Coronavirus Milano, code e carrelli in fila ai supermercati

08 mar 2020

Ingressi contingentati, si entra solo a piccoli gruppi e senza affollare i reparti. Siamo a Milano davanti ad un supermercato e la spesa si fa così, dopo il decreto del Governo che ha introdotto misure restrittive per la Lombardia. Gli addetti alla sicurezza controllano che le distanze di almeno un metro, vengano mantenute fra le persone, anche se non sempre è possibile far rispettare le regole. La gente arriva ed è un po' preoccupata dopo la decisione di allargare la zona rossa a tutta la regione e a 14 province. Qualcuno si è precipitato al supermercato per fare le scorte, altri ci dicono che è giusto cambiare le proprie abitudini e uscire il meno possibile. La battaglia per combattere il coronavirus è solo all'inizio. Io ho un negozio e sono sempre con l'alcol in mano a pulire. Beh, è chiaro che ci sono delle limitazioni alla libertà, però insomma, credo che siano necessarie perché è per il bene comune alla fine.
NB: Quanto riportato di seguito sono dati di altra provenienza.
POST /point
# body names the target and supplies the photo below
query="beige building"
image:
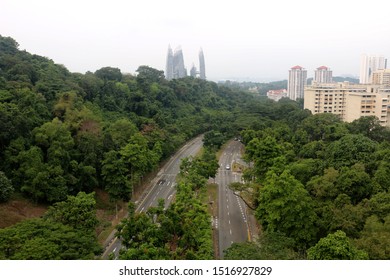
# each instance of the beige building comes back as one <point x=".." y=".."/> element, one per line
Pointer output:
<point x="277" y="94"/>
<point x="349" y="101"/>
<point x="381" y="77"/>
<point x="297" y="80"/>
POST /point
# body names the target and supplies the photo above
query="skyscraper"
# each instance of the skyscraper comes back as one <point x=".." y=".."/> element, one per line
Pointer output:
<point x="323" y="75"/>
<point x="169" y="65"/>
<point x="202" y="67"/>
<point x="369" y="64"/>
<point x="193" y="71"/>
<point x="179" y="71"/>
<point x="175" y="68"/>
<point x="296" y="82"/>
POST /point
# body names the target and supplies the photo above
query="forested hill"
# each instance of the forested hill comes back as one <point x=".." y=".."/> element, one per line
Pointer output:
<point x="64" y="132"/>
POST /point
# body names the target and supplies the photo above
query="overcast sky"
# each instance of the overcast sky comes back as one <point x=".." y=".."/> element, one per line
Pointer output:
<point x="243" y="39"/>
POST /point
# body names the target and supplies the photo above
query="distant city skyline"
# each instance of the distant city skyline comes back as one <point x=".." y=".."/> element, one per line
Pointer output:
<point x="244" y="41"/>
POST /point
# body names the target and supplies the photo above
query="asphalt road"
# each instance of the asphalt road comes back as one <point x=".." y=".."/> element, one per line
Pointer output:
<point x="232" y="222"/>
<point x="162" y="186"/>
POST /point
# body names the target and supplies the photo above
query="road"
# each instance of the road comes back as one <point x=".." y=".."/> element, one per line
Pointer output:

Siamo venuti un po' di proposito per cercare, per evitare di uscire il meno possibile. È una domenica 8 Marzo senza cortei. La città è silenziosa. Le strade sono deserte e anche sui Navigli, dopo la ressa del sabato sera è tornata la calma. In giro si vede gente con le borse della spesa. Qui fanno entrare un po' di persone alla volta, è la prima volta che lo vedo. La settimana scorsa non era così. Per me cambierà, io comunque continuerò a lavorare da casa come ho fatto nelle ultime settimane. Però, sono bloccato diciamo qui, non scenderò giù in Sicilia per adesso. L'appello del Sindaco di Milano, Beppe Sala, è stato chiaro. Occorre dare una dimostrazione di realismo e di buonsenso e per farlo si deve restare a casa.